6. What cost does the firm prefer, and what costs are actually present?
“Cost is a deceptive term when it comes to e-discovery platforms because there are components to cost that may not be obvious in the vendor’s proposal,” Rosenthal said. He noted that there are often external costs to operate the software, such as internal IT and project management resources will be required that might not be included in the basic cost of the hardware/software. Geographic considerations may also be a concern for firms that handle cases in a number of different jurisdictions.
He also added that it is “important to consider variable costs. For example, some vendors might charge by seat to a certain level with burst or penalty fees over that level. The choice is then paying the penalties or stepping up the next level, with the risk that you need to purchase to peak demand, with many licenses sitting on the shelf.”
7. How long is the contract for?
One consideration of the contract isn’t just the cost, but also the length, Evans explained. While many firms look only at costs, they may be locking themselves into a long-term deal without realizing it. This can go one of two ways—it creates a partnership between the vendor and firm which leads to more specialized service, or it locks the firm into a contract while technological advances happen all around them.
“Technology advances very quickly, and contracts change as well. There can be a real downside in being locked into a longer term contract,” Evans cautioned. He said that while Gibson Dunn has not completed the purchasing process for a few years, he has heard anecdotally that some vendors are beginning to push for longer term contracts. While this ask may not be a deal-breaker, it certainly should be an area that the firm brings up in negotiations and keeps an eye on come contract signing day.
8. Where will the data reside?
Finally, Evans noted that perhaps the most pressing question in today’s e-discovery environment is also one of the newer ones. With data security looming large on the radar of not only law firms but their clients as well, firms need to make some tough decisions as to whether they want to hold all of the data entering the platform behind their own firewall, or whether they would feel more comfortable using a platform’s cloud storage.
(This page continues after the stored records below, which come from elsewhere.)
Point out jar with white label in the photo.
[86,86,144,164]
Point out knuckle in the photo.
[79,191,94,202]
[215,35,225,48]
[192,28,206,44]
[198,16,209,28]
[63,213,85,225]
Most major vendors currently offer cloud solution, Evans noted, with the option to rent software and space. He said that in order to properly assess the firm’s capabilities, decision makers should engage a knowledgeable expert—either internally or externally if need be—to ask some key questions: “What will make more economic sense and data security sense? Is your data security robust enough to protect your clients’ data, or are you better off hosting it in the cloud with the security of a vendor?”